There are many other passages of scripture to support this fundamental doctrine, that until we receive spiritual birth from God, we are all cut off from Him and from understanding Him, because of the effects of sin.
One writer said (and this is not a direct quote), that God, being Spirit, Who communicates with the spirit, had fellowship with man on a spiritual level. But when man sinned, God had to turn him over to the same biochemical forces that rule the rest of nature. Therefore, since God is Spirit and those who worship Him must worship in spirit and in truth, and since spiritual truth must be spiritually discerned, we are more acutely blind to spiritual matters than this man in John 9 was to the world around him.
At least this beggar had four other senses with which to function in and realize the world around him. Those who are spiritually blind are without hope and apart from the grace and mercy of God, who sees us as Jesus saw this man, and has compassion for us.
Romans 5:6 says, “...while we were still helpless, Christ died for the ungodly” (That is, ‘those without God’)
We’ve all seen movies or television shows where someone was blind, and they’ve been given an opportunity through some new medical development to receive an operation and maybe get their sight back.
The day comes for the bandages to come off; the doctor, patient and family members all stand in a room and the doctor orders the lights to be dimmed because he knows that the patient’s eyes will have to adjust gradually to the light. Then, as suspense builds the doctor slowly unwraps the bandage, and finally the patient looks at the faces of his loved ones and shouts, “I can see! I can see!”

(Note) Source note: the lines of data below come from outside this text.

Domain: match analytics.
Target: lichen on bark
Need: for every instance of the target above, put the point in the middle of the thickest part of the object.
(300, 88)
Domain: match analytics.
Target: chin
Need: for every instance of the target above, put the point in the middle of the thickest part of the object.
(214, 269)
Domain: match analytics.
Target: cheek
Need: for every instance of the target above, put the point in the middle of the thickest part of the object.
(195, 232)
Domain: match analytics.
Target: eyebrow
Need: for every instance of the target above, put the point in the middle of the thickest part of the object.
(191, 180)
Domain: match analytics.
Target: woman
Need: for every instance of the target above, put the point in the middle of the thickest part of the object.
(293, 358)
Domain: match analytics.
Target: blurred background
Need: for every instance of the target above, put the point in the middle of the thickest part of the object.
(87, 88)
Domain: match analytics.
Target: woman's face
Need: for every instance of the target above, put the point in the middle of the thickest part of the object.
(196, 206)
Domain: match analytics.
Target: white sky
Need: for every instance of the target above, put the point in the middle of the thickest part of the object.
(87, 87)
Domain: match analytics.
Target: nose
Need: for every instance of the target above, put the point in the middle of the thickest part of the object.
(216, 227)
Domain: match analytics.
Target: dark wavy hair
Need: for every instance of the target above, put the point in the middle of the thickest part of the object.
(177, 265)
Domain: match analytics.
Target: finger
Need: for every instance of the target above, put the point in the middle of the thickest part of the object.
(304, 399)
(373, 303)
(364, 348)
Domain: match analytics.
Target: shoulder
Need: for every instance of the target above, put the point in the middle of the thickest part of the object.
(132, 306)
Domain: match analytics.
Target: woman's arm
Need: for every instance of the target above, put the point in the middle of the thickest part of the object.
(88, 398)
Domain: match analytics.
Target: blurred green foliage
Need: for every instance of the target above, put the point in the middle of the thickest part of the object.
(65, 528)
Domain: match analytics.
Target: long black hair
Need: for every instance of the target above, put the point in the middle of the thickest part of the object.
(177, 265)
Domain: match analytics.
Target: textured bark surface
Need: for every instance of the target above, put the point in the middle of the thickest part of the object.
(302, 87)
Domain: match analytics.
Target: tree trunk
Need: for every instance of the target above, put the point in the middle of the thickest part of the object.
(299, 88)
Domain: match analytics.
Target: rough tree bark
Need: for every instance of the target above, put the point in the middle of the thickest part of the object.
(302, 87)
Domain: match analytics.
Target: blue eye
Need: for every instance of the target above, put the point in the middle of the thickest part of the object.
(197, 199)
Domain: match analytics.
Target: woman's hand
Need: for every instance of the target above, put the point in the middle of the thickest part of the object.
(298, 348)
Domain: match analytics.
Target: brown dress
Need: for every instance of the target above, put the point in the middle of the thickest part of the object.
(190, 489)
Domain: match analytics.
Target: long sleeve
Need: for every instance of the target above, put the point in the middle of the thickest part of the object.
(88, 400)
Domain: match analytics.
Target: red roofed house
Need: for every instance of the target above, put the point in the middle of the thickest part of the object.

Well let’s look closely at the steps Christ takes, to lead this man out of darkness into light, one step at a time, finally leading to worship, which is always the final step in true conversion.
First, we have this somewhat baffling method Jesus uses...although it shouldn’t be that baffling to us, since He used mud in the first place to create the first man...but He mixes dirt and spit, makes it into mud and spreads it over the man’s eyes.
Y’know, over the years I’ve learned to be more accepting of the fact that Jesus just doesn’t do things the way we expect Him to do them.
Some years back my wife and I had occasion to talk with a man whose chief complaint against God was that He is deceptive. That was the man’s claim. God is deceptive.
When we asked what he meant by that charge, he explained that as he read the Bible, or observed life around him, it just seemed like God didn’t do things the way they’re supposed to be done. He said, “Just when I think that God will do something in a certain way, He does it in a totally different way. He just won’t let you know Him”.
The man was missing the point entirely. It’s not that God doesn’t want us to know Him, In fact, if this man would really read the Bible I don’t know how he could miss seeing evidence on almost every page, that God wants very much indeed for us to know Him.
It’s just that He won’t let us box Him in; which is what Lynn’s answer to him was at the time.
Just when we’re expecting God to do what we think an ordinary God doing miracles would do, in our own finite imaginations, He tosses in the ol’ shock factor and does something in a completely different way than we even dreamed.
I like it that way. I like letting God be God. I don’t want to know everything. I like surprises.
When we try to analyze our Lord’s methods or motives too deeply we miss the point. What do we have in this story? A man who is blind, not from disease or mishap but from birth (as attested to by his own parents right here in this chapter), sees for the first time in his life because the One who at the Creation said “Let there be light” and it was, has seen him and felt compassion for him, and touched him. That’s the point.